Data and the Humanities
reproducibility databases

A wide range of humanities data can be analysed, including text (from literature, newspapers and social media), images (from art history and traditional or social media) and material culture (from representations of artefacts, to ethnographic reports of their creation). The creation of structured data in the form of data tables, with features that characterise the different members of the set being investigated, (such as individual artefacts, or communities of potters), is an integral step in data analysis, and often the features chosen differ from those of interest in the original sources (Drucker, 2021; Posner, 2015). Parameterisation, involves deciding which features can be measured (ie the number of words, or length of a vessel part), and these features result in quantitative data. Deciding what constitutes a unit, such as a meaningful word, is called tokenisation.

Often analysis involves estimating the similarity between objects in the dataset and determining how they are related to each other, or identifying which features are the most statistically significant. There are multiple advantages to analysing larger datasets in a scripting ‘language’ such as R or Python, whose libraries have implementations of multiple statistical methods, as well as ways to efficiently download multiple records from archives (Hvitfeldt and Silge, 2021; McDaniel, 2014; Van del Rul, 2019). Making the raw data and the analysis scripts available with publication, through providers such as Github, is important for reproducibility. This allows the analysis to be properly understood, verified and potentially extended (using improved methods, or additional data) by others. The use of metadata to describe the data (where/how/when it was collected) and its analysis, adds value to the data, and promotes its re-use.

It is important to critically interpret statistical findings from the data.
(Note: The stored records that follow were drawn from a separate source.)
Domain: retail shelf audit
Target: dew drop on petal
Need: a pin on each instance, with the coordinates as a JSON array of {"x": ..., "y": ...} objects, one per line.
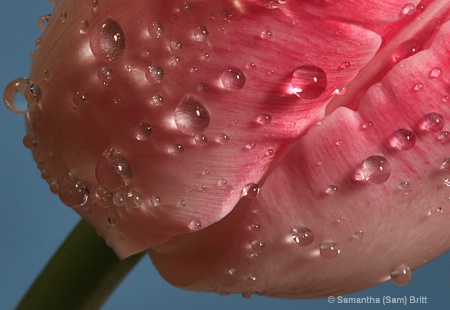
[
  {"x": 435, "y": 72},
  {"x": 302, "y": 236},
  {"x": 176, "y": 149},
  {"x": 191, "y": 116},
  {"x": 72, "y": 191},
  {"x": 251, "y": 190},
  {"x": 233, "y": 79},
  {"x": 113, "y": 170},
  {"x": 403, "y": 140},
  {"x": 445, "y": 165},
  {"x": 409, "y": 9},
  {"x": 156, "y": 30},
  {"x": 154, "y": 74},
  {"x": 308, "y": 82},
  {"x": 433, "y": 122},
  {"x": 142, "y": 131},
  {"x": 201, "y": 33},
  {"x": 401, "y": 275},
  {"x": 374, "y": 169},
  {"x": 329, "y": 250},
  {"x": 331, "y": 189},
  {"x": 195, "y": 225},
  {"x": 264, "y": 119},
  {"x": 108, "y": 41}
]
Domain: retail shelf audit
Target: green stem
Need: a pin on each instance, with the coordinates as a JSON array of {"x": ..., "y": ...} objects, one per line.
[{"x": 81, "y": 274}]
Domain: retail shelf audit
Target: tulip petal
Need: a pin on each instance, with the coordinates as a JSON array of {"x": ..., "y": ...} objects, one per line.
[{"x": 360, "y": 195}]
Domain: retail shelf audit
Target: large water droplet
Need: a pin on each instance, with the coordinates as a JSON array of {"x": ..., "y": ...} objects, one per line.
[
  {"x": 233, "y": 79},
  {"x": 142, "y": 131},
  {"x": 445, "y": 165},
  {"x": 374, "y": 169},
  {"x": 108, "y": 40},
  {"x": 403, "y": 140},
  {"x": 251, "y": 190},
  {"x": 401, "y": 275},
  {"x": 112, "y": 170},
  {"x": 154, "y": 74},
  {"x": 201, "y": 33},
  {"x": 309, "y": 82},
  {"x": 191, "y": 116},
  {"x": 302, "y": 236},
  {"x": 156, "y": 30},
  {"x": 72, "y": 191},
  {"x": 329, "y": 250},
  {"x": 433, "y": 122},
  {"x": 20, "y": 86}
]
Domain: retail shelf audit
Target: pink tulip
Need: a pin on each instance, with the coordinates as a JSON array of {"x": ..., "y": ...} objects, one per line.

Feature correlations are not necessarily because the feature is causative. Datasets with many variables are especially susceptible to spurious correlations (Cook and Ranstam, 2017). All data collections and models have biases, and these should be assessed when interpreting analysis results. Many researchers criticise ‘big data’ studies as “fishing expeditions” and argue that they solely give descriptive results, or that nuances can be lost when structuring the data into restricted categories (see Roberts, 2016; Posner, 2015). Keeping clearly defined questions and aims in mind when analysing big data is often essential to avoid “getting lost in the data”.

There are important ethical considerations when working with and releasing humanities data, and these may prevent the publication of the raw data. These considerations generally involve preventing physical (and possibly emotional) harm as a result of the data collection or publication and respecting the wishes of the communities the data concerns. Often it is important that data concerning individuals is de-identified, and that communities give informed consent for how the data will be used. With publicly released data, this can be a challenge, as the data may be analysed by others without donor consultation, and information available from the world wide web, including social media, can sometimes aid in re-identification of individuals.    

When used with planning and consideration of biases and caveats, analysis of data can illuminate patterns in the histories of music, literature, material culture and other aspects of the humanities. The growth of the use of ‘reproducible’ data (when ethical), should increase the ability to ‘reuse’ and merge data and analyses and uncover further patterns and discoveries. 

Cook and Ranstam (2017) Spurious Findings. Brit. J. Surg., 104: 97

Drucker (2021) “Data Modeling and Use.” In The Digital Humanities Coursebook. Routledge.

Hvitfeldt and Silge (2021) Supervised Machine Learning for Text Analysis in R. CRC Press.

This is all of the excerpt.